The plus side of the wait
I don’t know why we have to wait. I wish I did. Only God knows and boy would I love to wrack his brain.
I beat myself up and exhaust myself with all of this. My mind doesn’t turn off. The negative m thoughts scream the loudest. I’ve written lines and lines of how hard this is. And I could keep going, but I need a change of pace.
There are the few moments when I can see the positive aspects of this whole ordeal. They’re brief. It’s easier to be down on myself and wallow in the negative. But the light does glimmer sometimes. I do have hope, though fleeting. It would really help me to fill my thoughts with some optimism and jot down all the ways that our conception journey is working in our favor. Maybe I can have more trust in the wait if I try to think along these lines.
• First, and most obviously, this wait is strengthening our love and desire for our future children. It probably goes without saying, but I truly believe that we will have a stronger bond and love for our children because of how difficult it is bringing them into this world. We will cherish our children more, in our own way. Though I may have complaints about pregnancy, motherhood, and the busy life of parenting, this journey will always be the perspective. I will never forget this wait.
• I like to think that we will be more prepared for our children when they get here. With all the preparations for Angel Baby, I feel that I have already learned a lot. And this wait has given us time to plan ahead more than just emotionally and mentally. We have been planning financially. I know that we are very blessed in this sense and I don’t take any of this for granted. We have saved money. We have slowly purchased essentials. We have a beautiful home with a nursery already started. We can count on our incomes, family help, and insurance coverage. We can continue to set our children up for successful lives.

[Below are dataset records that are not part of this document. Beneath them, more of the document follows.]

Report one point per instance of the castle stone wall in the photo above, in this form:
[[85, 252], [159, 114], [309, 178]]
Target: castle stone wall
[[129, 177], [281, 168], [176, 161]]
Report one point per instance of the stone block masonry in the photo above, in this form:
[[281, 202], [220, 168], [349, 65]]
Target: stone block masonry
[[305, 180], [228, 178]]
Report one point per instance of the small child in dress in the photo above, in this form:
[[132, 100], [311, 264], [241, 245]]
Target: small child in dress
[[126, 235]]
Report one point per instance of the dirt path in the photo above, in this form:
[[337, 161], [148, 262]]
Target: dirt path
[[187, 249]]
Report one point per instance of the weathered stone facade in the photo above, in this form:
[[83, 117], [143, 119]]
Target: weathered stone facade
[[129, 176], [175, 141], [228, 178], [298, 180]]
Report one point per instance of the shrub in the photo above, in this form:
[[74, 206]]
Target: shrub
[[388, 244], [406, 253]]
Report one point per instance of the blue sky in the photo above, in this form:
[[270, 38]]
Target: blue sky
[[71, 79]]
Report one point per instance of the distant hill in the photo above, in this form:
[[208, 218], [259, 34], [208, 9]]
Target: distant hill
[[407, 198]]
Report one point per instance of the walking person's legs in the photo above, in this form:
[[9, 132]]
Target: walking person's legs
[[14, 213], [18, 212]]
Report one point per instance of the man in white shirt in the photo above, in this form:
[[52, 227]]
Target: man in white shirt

• Nick and I have grown as people. I could go on and on about how different we are. Grief changes you. Trauma changes you. But we are stronger in our commitment to each other. Our marriage has been tested and will continue to be. But our marriage is strong. We will continue to work through and make it to the next day.

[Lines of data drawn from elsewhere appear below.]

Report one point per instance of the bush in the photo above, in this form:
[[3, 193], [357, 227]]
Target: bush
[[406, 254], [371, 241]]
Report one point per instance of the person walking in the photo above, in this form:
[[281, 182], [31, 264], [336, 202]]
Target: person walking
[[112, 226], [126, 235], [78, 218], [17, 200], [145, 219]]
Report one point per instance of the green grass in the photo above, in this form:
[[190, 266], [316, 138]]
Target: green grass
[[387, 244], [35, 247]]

• And we have this time to just be together. Us two. We have needed this time to recover and lean on each other. We spend a lot of time together and are blessed to be able to do so. In the back of my mind I know that there will come a day when it won’t be like this though. We won’t be able to cuddle and sleep in, watch Netflix together every night, pick up and go away on the weekends, or just generally relax together. I need to be more thankful for this alone time together.
• My faith is tested every minute that I continue to wait for our children. More often than not, I am upset with God and don’t understand what is happening in my life. But I continue to have faith. Somehow. Behind everything, I know that He is working and helping and this is bringing me closer to Him.
• I sometimes get embarrassed with how openly and abrubtly I broadcasted our miscarriage and fertility issues. But then there are people that reach out to me and share their stories. When they tell me that my posts have helped them and that they can relate, I realize that I was meant to share, no matter how painful this has been. The miscarriage and infant loss community is huge and very supportive. Though I haven’t tapped into the support groups in the area, I very quickly learned about them and felt welcome. The Remembrance Walk is something I hope to incorporate as a family tradition.
• Another hope that sits with me is that I will be the one to carry the burden of miscarriage and child loss for my family. Statistically, I should be. God willing, I should be. I pray that my sisters never have to experience anything like this when their lives evolve into family planning.
I never pictured this to be my life and I don’t know what’s ahead. I just know that we are meant to be parents. We will bring our children into this world and give them everything and more. That’s it. I don’t know when, but it will happen. I’m trying to be okay with the journey in the meantime.